QUESTION: Are elk a subspecies of deer or a separate species? Are elk related to domestic cattle? To moose? Why are they called bulls, cows and calves while deer are bucks, does and fawns?

ANSWER: I should be able to answer the first two questions fairly easily. The last one might be a little tougher.

Taxonomically, deer, elk, moose and caribou are in the Class Mammalia, which includes all mammals. They are then segregated into the Order Artiodactyla, which contains all the even-toed ungulates, including sheep, bison, pigs and, yes, cows — so they are related at this level.

However, they are further separated into the Family Cervidae, the deer family. Within this family are four Genera: Alces (moose), Cervus (elk and red deer), Rangifer (caribou) and Odocoileus (deer). So far, so good, but this is where things start to get a little confusing.

The moose is North America’s largest member of the deer family and hard to confuse with anything else, at least on this side of the Atlantic. In Eurasia, this species is referred to as an elk, not to be confused with the North American elk or wapiti. To make things even more confusing, taxonomists consider our North American elk and the red deer of Europe and Asia (which has also been transplanted to South American and New Zealand) to be the same species, despite the fact that they look, act and sound quite different, and occupy entirely different continents.

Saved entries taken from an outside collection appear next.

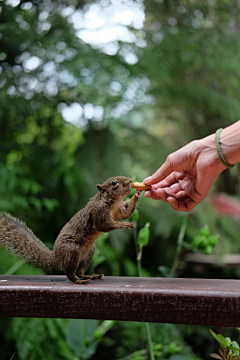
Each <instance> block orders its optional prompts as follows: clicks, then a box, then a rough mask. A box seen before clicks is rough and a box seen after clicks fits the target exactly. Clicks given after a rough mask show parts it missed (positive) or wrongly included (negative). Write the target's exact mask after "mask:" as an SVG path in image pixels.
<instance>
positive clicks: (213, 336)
mask: <svg viewBox="0 0 240 360" xmlns="http://www.w3.org/2000/svg"><path fill="white" fill-rule="evenodd" d="M209 331H210V333H211V335H212V336H213V337H214V339H215V340H216V341H217V342H218V343H219V344H220V345H221V346H222V347H223V348H224V343H223V342H222V341H221V339H220V338H219V337H218V335H217V334H216V333H215V332H214V331H213V330H211V329H209ZM224 340H225V339H224ZM225 342H226V340H225ZM226 343H227V342H226Z"/></svg>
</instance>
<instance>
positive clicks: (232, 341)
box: [231, 340, 239, 349]
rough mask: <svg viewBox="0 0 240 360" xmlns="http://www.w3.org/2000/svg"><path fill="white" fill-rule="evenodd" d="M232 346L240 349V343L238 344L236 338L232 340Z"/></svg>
mask: <svg viewBox="0 0 240 360" xmlns="http://www.w3.org/2000/svg"><path fill="white" fill-rule="evenodd" d="M231 346H233V347H234V348H236V349H239V344H238V343H237V342H236V341H235V340H234V341H232V344H231Z"/></svg>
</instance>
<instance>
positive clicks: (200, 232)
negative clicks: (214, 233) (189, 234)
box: [200, 225, 210, 237]
mask: <svg viewBox="0 0 240 360" xmlns="http://www.w3.org/2000/svg"><path fill="white" fill-rule="evenodd" d="M200 234H201V235H204V236H206V237H208V236H209V235H210V231H209V228H208V225H205V226H204V228H202V229H201V231H200Z"/></svg>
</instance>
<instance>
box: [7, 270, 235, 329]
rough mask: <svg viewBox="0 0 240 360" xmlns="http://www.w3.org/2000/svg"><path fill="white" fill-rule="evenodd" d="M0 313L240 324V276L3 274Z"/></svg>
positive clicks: (141, 319) (50, 316)
mask: <svg viewBox="0 0 240 360" xmlns="http://www.w3.org/2000/svg"><path fill="white" fill-rule="evenodd" d="M0 316H1V317H16V316H17V317H19V316H21V317H35V318H36V317H40V318H72V319H73V318H79V319H102V320H105V319H109V320H124V321H147V322H159V323H174V324H198V325H212V326H213V325H216V326H234V327H235V326H238V327H239V326H240V280H210V279H173V278H134V277H108V276H106V277H104V278H103V279H101V280H93V281H91V282H90V283H89V284H88V285H77V284H73V283H71V282H70V281H69V280H68V279H67V278H66V277H65V276H49V275H46V276H17V275H16V276H14V275H11V276H4V275H2V276H0Z"/></svg>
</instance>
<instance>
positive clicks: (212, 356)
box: [210, 353, 224, 360]
mask: <svg viewBox="0 0 240 360" xmlns="http://www.w3.org/2000/svg"><path fill="white" fill-rule="evenodd" d="M210 356H211V357H213V358H214V359H218V360H224V359H223V358H222V357H221V356H220V355H218V354H214V353H212V354H210Z"/></svg>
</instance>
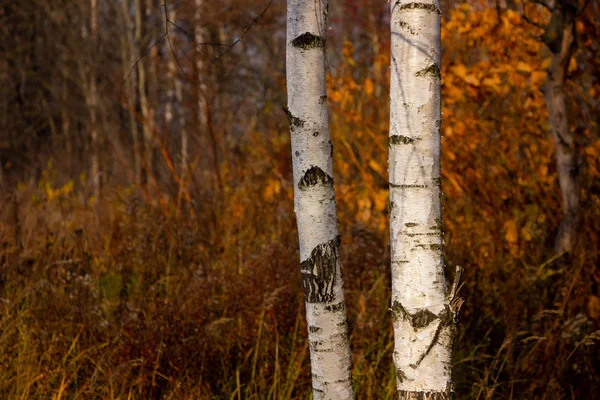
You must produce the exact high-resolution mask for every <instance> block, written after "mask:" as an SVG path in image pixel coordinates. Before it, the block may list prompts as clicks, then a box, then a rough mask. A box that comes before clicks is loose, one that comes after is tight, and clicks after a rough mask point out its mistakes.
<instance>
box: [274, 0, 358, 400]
mask: <svg viewBox="0 0 600 400" xmlns="http://www.w3.org/2000/svg"><path fill="white" fill-rule="evenodd" d="M287 21H288V23H287V33H286V78H287V94H288V104H287V107H286V108H285V109H284V111H285V113H286V115H287V118H288V121H289V122H290V131H291V144H292V154H295V155H296V156H295V157H292V163H293V164H292V165H293V173H294V211H295V212H296V221H297V223H298V239H299V244H300V260H301V263H300V269H301V274H302V287H303V290H304V298H305V304H306V322H307V326H308V343H309V351H310V366H311V376H312V388H313V399H314V400H352V399H354V394H353V389H352V374H351V370H352V368H351V365H350V345H349V341H348V326H347V323H346V306H345V303H344V282H343V276H342V270H341V263H340V260H339V250H338V248H339V245H340V237H339V231H338V226H337V211H336V205H335V193H334V190H333V162H332V152H333V146H332V145H331V140H330V130H329V115H328V105H327V90H326V87H325V56H326V54H325V43H326V39H325V36H324V33H322V32H327V0H287Z"/></svg>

As to why the sexes and ages have different names, there are several possible reasons.

In some cases it’s geographical. In Canada, male caribou are called bulls but Europeans refer to male reindeer (which are the same genus) as stags. In North America, female elk are called cows and males called bulls. Elsewhere, female red deer are called hinds and males called stags. Back home, the term “stag” is sometimes attributed to a buck deer that, as the result of some type of injury and malady, retains its antlers in velvet indefinitely.

And I don’t know the origin of the terms buck and doe, but I do know that buckskins were once a very important trade item and their value was approximately that of a dollar, which is how the term “buck” became ascribed to the dollar bill.